Kategorie
Bez kategorii

Ale po co mi ta umowa?

Jak często nawiązujesz współpracę z kimś obcym omawiając warunki tej kooperacji jedynie słownie? Ile razy słyszałeś „wszystko da się zrobić, spokojnie, będzie pan zadowolony”? Ja mogę sypać takimi przykładami z rękawa na zawołanie – cóż, nie jestem ideałem. Czy już zdążyłeś się przekonać na własnej skórze, że taki początek nie wróży dobrego końca a często nawet w miarę udanego półmetka?

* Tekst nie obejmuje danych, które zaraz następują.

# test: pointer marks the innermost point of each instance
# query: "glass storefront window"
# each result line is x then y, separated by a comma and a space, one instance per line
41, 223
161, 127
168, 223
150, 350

Na wstępie zaznaczę, że nie jestem prawnikiem a jedynie skromną księgową, która w swojej karierze podpisała już prawdopodobnie około setkę umów na obsługę księgową. Moja wiedza na ten temat wynika więc głównie z praktyki i zetknięcia z realnymi sytuacjami w moim własnym życiu zawodowym ale również w życiu zawodowym moich klientów.

No to lecimy z szybką ściągą, jak dobrze i bezpiecznie zacząć współpracę z księgową:

  1. Spisz umowę na usługi księgowe – jeśli księgowa ci tego nie zaproponuje, masz prawo sam wnioskować o pisemną umowę. Ustalenia słowne naprawdę nie wystarczają.
  2. Przeanalizuj szczegółowo zakres obowiązków księgowej w treści tej umowy – im bardziej szczegółowy tym lepszy, sprawdź czy w zakresie obowiązków pojawiają się wszystkie usługi, na których ci zależy – jeśli nie są one wyszczególnione, być może nie wchodzą w zakres podstawowej obsługi i będą dodatkowo płatne – wyjaśnij to na wstępie by wyeliminować przykre niespodzianki.
  3. Sprawdź czy księgowa jest ubezpieczona (polisa OC) – warto zadbać by zapis o posiadaniu polisy OC księgowej znalazł się w treści umowy.

Spisz umowę na usługi księgowe

No właśnie – chcąc ze mną współpracować w ramach stałej obsługi księgowej, pierwsze co ci zaproponuję to podpisanie umowy. Przedstawię ci projekt takiej umowy, odpowiem na twoje pytania dotyczące poszczególnych zapisów, podkreślę raz jeszcze słownie te najważniejsze, zaparafujemy każdą stronę, złożymy podpisy na końcu i do dzieła – możemy zaczynać współpracę.

Być może spytasz „Ale po co mnożyć papiery?”. Ja wtedy odpowiem – dla zabezpieczenia twojego dobrze pojętego interesu – słowa na papierze są najbardziej formalnym dowodem na treść umowy słownej pomiędzy tobą a księgową – każdy wie jakie są jego obowiązki i jednocześnie czego ma prawo oczekiwać od drugiej strony – z treści umowy odczyta to również sąd na wypadek gdybyście mieli wejść w spór i tam szukać sprawiedliwości. Jeśli nie spiszesz więc umowy z księgową – nie masz podstawowego dowodu na waszą współpracę (sic!) nie mówiąc już o szczegółach wykonania usługi.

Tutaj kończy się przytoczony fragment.